Errada, porque a omissão de rito solene indispensável não atinge o objeto do ato, e sim sua forma.
- B)nulo por vício de forma.
Certa, pois a falta de formalidade ou rito solene essencial configura vício de forma, nos termos da Lei n.º 4.717/1965.
- C)anulável por ilegalidade do objeto.
Errada, porque o ato com defeito de forma não é classificado como anulável por ilegalidade do objeto.
- D)nulo por incompetência do agente.
Errada, pois o problema descrito não é de competência do agente, mas de forma do ato.
- E)anulável por incompetência do agente.
Errada, porque incompetência do agente não é o vício narrado na questão, e além disso a lei trata esse tipo de defeito de modo distinto.
Gabarito: B
Na Lei da Ação Popular (Lei n.º 4.717/1965), o ato administrativo pode ser atacado quando apresentar vícios como incompetência, vício de forma, ilegalidade do objeto, inexistência dos motivos ou desvio de finalidade.
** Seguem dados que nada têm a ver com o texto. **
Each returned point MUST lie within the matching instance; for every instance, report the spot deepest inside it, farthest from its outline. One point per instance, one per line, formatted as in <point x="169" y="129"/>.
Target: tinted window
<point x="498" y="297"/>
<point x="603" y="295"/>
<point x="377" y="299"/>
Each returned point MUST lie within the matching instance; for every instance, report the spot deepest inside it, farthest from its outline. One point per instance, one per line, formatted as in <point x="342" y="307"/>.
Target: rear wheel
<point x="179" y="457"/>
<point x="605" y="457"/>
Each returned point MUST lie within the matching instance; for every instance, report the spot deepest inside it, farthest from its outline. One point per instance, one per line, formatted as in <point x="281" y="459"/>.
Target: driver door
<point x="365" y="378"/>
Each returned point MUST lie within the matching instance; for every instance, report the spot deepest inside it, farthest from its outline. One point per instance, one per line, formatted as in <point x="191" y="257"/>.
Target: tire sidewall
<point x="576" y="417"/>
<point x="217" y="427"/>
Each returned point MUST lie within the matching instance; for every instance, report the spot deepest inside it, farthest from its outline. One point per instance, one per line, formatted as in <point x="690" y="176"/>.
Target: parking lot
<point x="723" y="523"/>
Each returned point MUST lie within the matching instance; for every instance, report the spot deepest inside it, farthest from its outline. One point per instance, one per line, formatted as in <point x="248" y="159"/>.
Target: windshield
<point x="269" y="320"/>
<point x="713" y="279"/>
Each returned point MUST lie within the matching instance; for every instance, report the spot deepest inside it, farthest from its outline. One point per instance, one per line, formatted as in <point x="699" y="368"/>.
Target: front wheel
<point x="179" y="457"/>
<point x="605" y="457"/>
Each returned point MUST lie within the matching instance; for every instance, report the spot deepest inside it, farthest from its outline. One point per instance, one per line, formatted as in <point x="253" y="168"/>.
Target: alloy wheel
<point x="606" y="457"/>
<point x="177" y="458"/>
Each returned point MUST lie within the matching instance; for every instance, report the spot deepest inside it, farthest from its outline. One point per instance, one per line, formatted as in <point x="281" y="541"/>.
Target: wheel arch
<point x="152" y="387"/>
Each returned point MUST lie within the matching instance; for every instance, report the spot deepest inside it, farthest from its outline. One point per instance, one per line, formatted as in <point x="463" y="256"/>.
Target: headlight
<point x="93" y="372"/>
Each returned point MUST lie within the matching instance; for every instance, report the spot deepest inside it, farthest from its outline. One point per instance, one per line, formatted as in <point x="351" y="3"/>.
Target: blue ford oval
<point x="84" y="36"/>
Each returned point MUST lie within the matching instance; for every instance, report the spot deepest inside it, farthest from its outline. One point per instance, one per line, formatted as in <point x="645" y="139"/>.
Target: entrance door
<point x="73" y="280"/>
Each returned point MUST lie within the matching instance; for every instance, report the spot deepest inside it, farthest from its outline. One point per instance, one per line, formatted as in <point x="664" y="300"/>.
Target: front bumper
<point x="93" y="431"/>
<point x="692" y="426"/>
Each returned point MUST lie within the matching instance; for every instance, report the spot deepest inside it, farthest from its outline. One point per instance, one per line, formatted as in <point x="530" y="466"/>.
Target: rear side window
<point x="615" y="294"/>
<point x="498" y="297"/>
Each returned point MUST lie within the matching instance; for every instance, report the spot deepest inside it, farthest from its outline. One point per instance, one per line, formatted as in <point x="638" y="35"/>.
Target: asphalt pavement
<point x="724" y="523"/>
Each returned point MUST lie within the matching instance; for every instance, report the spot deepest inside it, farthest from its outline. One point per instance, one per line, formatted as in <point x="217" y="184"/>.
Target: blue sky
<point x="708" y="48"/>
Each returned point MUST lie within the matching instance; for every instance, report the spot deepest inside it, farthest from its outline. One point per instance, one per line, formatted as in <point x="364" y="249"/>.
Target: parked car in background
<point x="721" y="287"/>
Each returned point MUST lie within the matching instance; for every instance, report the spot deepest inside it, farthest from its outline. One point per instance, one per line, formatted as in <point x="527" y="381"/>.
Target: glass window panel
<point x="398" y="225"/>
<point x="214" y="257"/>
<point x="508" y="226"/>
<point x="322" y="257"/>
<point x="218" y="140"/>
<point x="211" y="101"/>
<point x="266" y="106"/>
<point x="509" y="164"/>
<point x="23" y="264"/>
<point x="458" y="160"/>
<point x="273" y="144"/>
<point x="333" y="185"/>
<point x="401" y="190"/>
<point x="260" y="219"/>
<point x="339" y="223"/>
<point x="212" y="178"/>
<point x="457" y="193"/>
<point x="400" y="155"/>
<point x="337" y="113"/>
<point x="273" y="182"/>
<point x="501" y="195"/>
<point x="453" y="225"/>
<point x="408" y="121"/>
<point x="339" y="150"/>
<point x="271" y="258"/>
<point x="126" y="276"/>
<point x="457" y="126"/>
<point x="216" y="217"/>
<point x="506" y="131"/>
Aqui, a chave está em perceber que "ritos solenes indispensáveis à sua existência" dizem respeito à forma do ato, não ao conteúdo. Se a lei exige uma solenidade essencial e ela foi ignorada, o ato nasce com vício formal. O art. 2º da Lei n.º 4.717/1965 trata exatamente das hipóteses de nulidade, e inclui o vício de forma como defeito que pode atingir o ato administrativo quando a formalidade omitida é essencial. Não é qualquer detalhe burocrático: é a solenidade que a lei considera indispensável para o próprio ato existir validamente. Por isso, o gabarito é a letra B. A ideia é simples: se faltou a forma solene que a lei exige para o ato existir, o problema está na forma do ato, e não no objeto, na competência do agente ou em uma mera anulabilidade. Em prova da CESPE, esse tipo de questão costuma testar justamente essa distinção fina entre forma, objeto e competência. Em resumo: rito solene indispensável = forma essencial. Se a forma cai, o ato também cai.